Let me be more concrete in my second remark, and turn our attention from the high philosophical issues to the practical political questions concerning the current relationship between the Czech Republic and the United States. Looking back to our modern history, not only to all our achievements, but in the first place to all our failures - having in mind the Munich conference of 1938, the Communist coup d'etat in 1948 or the Prague Spring terminated by the Soviet invasion in 1968 - the endemic problem of our Czech politics seems to be connected at one time with the lack or at another time with the excess of political realism within our decision-making processes. The current state of Czech-U.S. relationship is offering us an opportunity, in my view, to correct this weakness and to secure our "national interests" in a way which would correspond to Masaryk's maxim to "conceive the Czech question in wordly terms" and respect at the same time the realistic advices of common sense. It is our Masarykian/Wilsonian idealism that makes us an active player in the today's world struggle for democracy and against all, new or old, enemies of our Western freedom.
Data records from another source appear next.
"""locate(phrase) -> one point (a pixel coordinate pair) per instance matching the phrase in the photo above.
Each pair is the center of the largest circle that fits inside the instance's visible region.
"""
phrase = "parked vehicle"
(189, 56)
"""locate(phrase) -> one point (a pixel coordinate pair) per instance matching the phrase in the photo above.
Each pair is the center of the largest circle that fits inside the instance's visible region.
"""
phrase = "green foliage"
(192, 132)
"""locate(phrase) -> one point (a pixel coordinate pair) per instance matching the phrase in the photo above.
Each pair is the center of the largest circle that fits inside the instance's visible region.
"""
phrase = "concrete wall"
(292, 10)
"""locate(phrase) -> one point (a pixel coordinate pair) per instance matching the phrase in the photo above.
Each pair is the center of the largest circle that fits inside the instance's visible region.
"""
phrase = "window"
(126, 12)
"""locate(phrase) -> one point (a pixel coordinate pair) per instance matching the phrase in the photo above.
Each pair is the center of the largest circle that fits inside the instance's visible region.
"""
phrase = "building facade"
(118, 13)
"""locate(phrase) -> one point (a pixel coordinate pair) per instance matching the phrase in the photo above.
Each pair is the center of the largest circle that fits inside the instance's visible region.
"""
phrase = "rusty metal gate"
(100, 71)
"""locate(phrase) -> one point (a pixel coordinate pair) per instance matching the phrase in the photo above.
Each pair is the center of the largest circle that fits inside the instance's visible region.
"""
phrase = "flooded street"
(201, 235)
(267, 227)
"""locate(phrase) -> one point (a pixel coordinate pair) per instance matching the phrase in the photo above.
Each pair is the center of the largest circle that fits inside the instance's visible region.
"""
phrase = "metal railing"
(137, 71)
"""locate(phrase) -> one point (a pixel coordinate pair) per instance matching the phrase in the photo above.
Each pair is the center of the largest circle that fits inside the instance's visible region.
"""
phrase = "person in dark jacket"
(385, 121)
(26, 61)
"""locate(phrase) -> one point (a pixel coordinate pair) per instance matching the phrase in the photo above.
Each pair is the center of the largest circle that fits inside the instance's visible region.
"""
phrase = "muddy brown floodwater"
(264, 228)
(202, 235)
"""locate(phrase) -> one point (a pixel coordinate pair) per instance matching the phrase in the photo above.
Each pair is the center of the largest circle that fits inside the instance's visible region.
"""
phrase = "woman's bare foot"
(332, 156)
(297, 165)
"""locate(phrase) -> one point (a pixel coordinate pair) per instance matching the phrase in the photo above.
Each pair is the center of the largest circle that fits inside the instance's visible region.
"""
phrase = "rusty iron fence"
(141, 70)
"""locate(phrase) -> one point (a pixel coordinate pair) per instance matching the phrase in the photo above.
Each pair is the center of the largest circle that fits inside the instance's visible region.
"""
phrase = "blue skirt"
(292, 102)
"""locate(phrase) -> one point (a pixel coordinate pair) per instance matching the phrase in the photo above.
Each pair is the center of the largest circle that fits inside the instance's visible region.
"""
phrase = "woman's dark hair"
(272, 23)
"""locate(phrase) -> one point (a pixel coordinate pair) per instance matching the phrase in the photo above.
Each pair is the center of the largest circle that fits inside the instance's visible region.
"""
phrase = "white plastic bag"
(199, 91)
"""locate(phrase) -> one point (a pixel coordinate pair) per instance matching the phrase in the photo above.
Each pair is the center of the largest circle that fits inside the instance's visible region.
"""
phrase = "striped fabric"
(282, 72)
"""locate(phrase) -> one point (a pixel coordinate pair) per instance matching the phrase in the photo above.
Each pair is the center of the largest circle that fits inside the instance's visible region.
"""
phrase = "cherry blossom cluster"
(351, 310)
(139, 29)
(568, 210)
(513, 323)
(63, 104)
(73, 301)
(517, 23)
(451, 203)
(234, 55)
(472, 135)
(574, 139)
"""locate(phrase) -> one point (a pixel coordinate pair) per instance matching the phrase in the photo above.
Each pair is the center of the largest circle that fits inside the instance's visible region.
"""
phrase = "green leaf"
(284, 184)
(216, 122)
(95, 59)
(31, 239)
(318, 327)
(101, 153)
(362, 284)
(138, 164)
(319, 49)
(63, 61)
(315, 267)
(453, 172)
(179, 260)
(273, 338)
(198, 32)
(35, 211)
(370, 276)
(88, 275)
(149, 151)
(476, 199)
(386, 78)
This is why the Czech Republic, remindful of her own past, activelly supports the dissidents and the human rights activists in Burma, Belarus, China, Cuba and anywhere else in the world. This is why we are trying to actively disseminate the ideals of our Velvet Revolution of 1989 and the "know how" of our transition from state socialism to democracy, and by doing so to challenge the dictators. But this is also why we are highly skeptical in this context of utopias of any kind and do not believe that just words and declarations of solidarity can make a difference. In order to assist effectively those who still have to struggle for their freedom, for democracy and the respect for human rights in their countries, we seek to forge and strenghten all possible democratic partnerships and coalitions, which is barely possible without an active participation of the United States.

We are advised by our experience and by our common sense that we need the United States to be strong and successful in the world's leadership, and that our place in the world is and will be in the future in the U.S.- led "coalition of the willing." We simply cannot afford to be given a choice to side with Europe or with America. We need them to work together to defend freedom against all the threats, old or new, emerging in our increasingly and more globalized world. We need a pro-American Europe, and a pro-European United States. We need both of them as close allies. We need both to be aware of our common roots in one European/Western civilization, both being in the position of its equal heirs in the beginning of a new era coming in the 21st century, the heirs understanding and capable of protecting by their words and concerted actions its legacies. In a nutshell, this is in my view the basic objective in which the "New Europe" of postcommunist countries liberated sixteen years ago must speak up and stand for today. This is, in my view the core of that knowledge Vaclav Havel had in mind in his speech here in Washington in February of 1990, the knowledge that has come out of our experience of loss of freedom in all our encounters with totalitarianism during the "short" 20th century.